Self-Hosted (OpenAI-Compatible)
Local endpoints such as Ollama, vLLM, LM Studio, or LocalAI are supported via the SelfHosted provider. Model IDs and limits are defined by your local runtime, and costs are not computed.
OpenAI
| Model | Maximum Input Tokens | Cost of 1M Input Tokens |
|---|---|---|
| GPT-5.2 | 400,000 | $1.75 |
| GPT-5.1 | 400,000 | $1.25 |
| GPT-5 | 400,000 | $1.25 |
| GPT-5 Mini | 128,000 | $0.25 |
| GPT-5 Nano | 128,000 | $0.05 |
| o4 Mini | 200,000 | $1.10 |
| o3 Mini | 200,000 | $1.10 |
| o3 | 200,000 | $2.00 |
| o1 Mini | 128,000 | $1.10 |
| o1 | 200,000 | $15.00 |
| GPT-4.1 Nano | 1,000,000 | $0.10 |
| GPT-4.1 Mini | 1,000,000 | $0.40 |
| GPT-4.1 | 1,000,000 | $2.00 |
| GPT-4o Mini | 128,000 | $0.15 |
| GPT-4o | 128,000 | $2.50 |
| GPT-4 Turbo | 128,000 | $10.00 |
| GPT-3.5 Turbo | 16,385 | $0.50 |
Anthropic
| Model | Maximum Input Tokens | Cost of 1M Input Tokens |
|---|---|---|
| Claude 4.5 Opus | 200,000 | $15.00 |
| Claude 4.5 Sonnet | 200,000 | $3.00 |
| Claude 4.5 Haiku | 200,000 | $1.00 |
| Claude 4.0 Opus | 200,000 | $15.00 |
| Claude 4.0 Sonnet | 200,000 | $3.00 |
| Claude 3.7 Sonnet | 200,000 | $3.00 |
| Claude 3.5 Haiku | 200,000 | $0.80 |
| Claude 3 Opus | 200,000 | $15.00 |
| Claude 3.5 Sonnet | 200,000 | $3.00 |
| Claude 3 Haiku | 200,000 | $0.25 |
Cohere
| Model | Maximum Input Tokens | Cost of 1M Input Tokens |
|---|---|---|
| Command A | 256,000 | $2.5 |
| Command A Reasoning | 256,000 | Free (preview) |
| Command R+ | 128,000 | $2.50 |
| Command R7B | 128,000 | $0.0375 |
| Command R, August 2024 | 128,000 | $0.15 |
| Command R | 128,000 | $0.15 |
| Command Light | 4,096 | $0.30 |
| Command | 4,096 | $1.00 |
Perplexity
Perplexity Sonar models with real-time web search capabilities. OpenAI-compatible API.
| Model | Maximum Input Tokens | Cost of 1M Input Tokens |
|---|---|---|
| Sonar | 128,000 | $1.00 |
| Sonar Pro | 128,000 | $3.00 |
| Sonar Reasoning Pro | 128,000 | $2.00 |
| Sonar Deep Research | 128,000 | $2.00 |
DeepSeek
DeepSeek V3.2 models feature automatic context caching. Cache hit rate: $0.028/M tokens (90% cheaper). Cache miss rate shown below. Maximum output: 8K for chat, 64K for reasoner.
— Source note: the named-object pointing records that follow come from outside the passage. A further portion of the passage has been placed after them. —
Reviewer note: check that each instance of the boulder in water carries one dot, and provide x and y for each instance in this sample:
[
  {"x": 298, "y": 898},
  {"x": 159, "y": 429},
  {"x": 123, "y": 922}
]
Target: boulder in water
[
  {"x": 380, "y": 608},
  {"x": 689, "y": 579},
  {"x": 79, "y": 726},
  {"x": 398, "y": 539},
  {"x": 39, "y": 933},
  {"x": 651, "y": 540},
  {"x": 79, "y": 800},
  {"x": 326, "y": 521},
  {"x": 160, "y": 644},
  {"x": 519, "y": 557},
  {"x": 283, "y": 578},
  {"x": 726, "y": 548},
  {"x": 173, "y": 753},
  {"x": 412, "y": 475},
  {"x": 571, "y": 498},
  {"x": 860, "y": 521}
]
| Model | Maximum Input Tokens | Cost of 1M Input Tokens |
|---|---|---|
| DeepSeek-V3.2-Chat | 128,000 | $0.28 (cache miss) |
| DeepSeek-V3.2-Reasoner | 128,000 | $0.28 (cache miss) |
GoogleAI
| Model | Maximum Input Tokens | Cost of 1M Input Tokens |
|---|---|---|
| Gemini 3 Pro Preview | 1,048,576 | $2.00 (≤200k), $4.00 (>200k) |
| Gemini 3 Flash Preview | 1,048,576 | $0.50 |
| Gemini 2.5 Pro | 1,048,576 | $1.25 (≤200k), $2.50 (>200k) |
| Gemini 2.5 Flash | 1,048,576 | $0.30 |
| Gemini 2.5 Flash-Lite | 1,048,576 | $0.10 |
| Gemini 2.0 Flash Lite | 1,048,576 | $0.075 |
| Gemini 2.0 Flash | 1,048,576 | $0.10 |
| Gemini 1.5 Flash | 1,048,576 | $0.15 |
| Gemini 1.5 Pro | 2,097,152 | $2.50 |
| Gemini 1.0 Pro (deprecated) | 32,760 | $0.50 |
AWS Bedrock (Llama and other models)
AWS Bedrock models are addressed by their Bedrock model IDs. Costs and context limits vary by model and are not tracked by alembica.
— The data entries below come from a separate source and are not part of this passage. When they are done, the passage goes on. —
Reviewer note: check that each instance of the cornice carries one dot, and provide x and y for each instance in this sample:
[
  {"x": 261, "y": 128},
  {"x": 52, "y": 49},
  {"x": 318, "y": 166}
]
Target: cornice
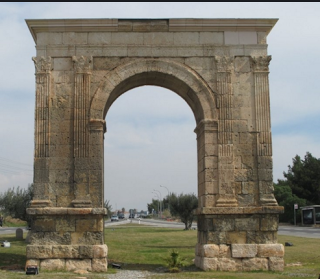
[{"x": 173, "y": 25}]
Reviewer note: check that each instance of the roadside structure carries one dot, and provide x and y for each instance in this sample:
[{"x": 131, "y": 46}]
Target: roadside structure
[{"x": 220, "y": 67}]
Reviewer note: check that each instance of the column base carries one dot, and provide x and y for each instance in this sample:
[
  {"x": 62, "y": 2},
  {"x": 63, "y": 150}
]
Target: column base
[
  {"x": 240, "y": 257},
  {"x": 68, "y": 257}
]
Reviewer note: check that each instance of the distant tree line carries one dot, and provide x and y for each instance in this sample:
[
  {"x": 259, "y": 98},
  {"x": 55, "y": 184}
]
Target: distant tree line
[
  {"x": 301, "y": 186},
  {"x": 181, "y": 206},
  {"x": 15, "y": 201}
]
Azure AI (Azure OpenAI / Model Catalog)
Azure deployments are addressed by your deployment name in the model field. Costs and limits vary by deployment and are not tracked by alembica.
Vertex AI (Model Garden)
Vertex AI models are addressed by their model IDs in the Model Garden. Costs and context limits vary by model and are not tracked by alembica.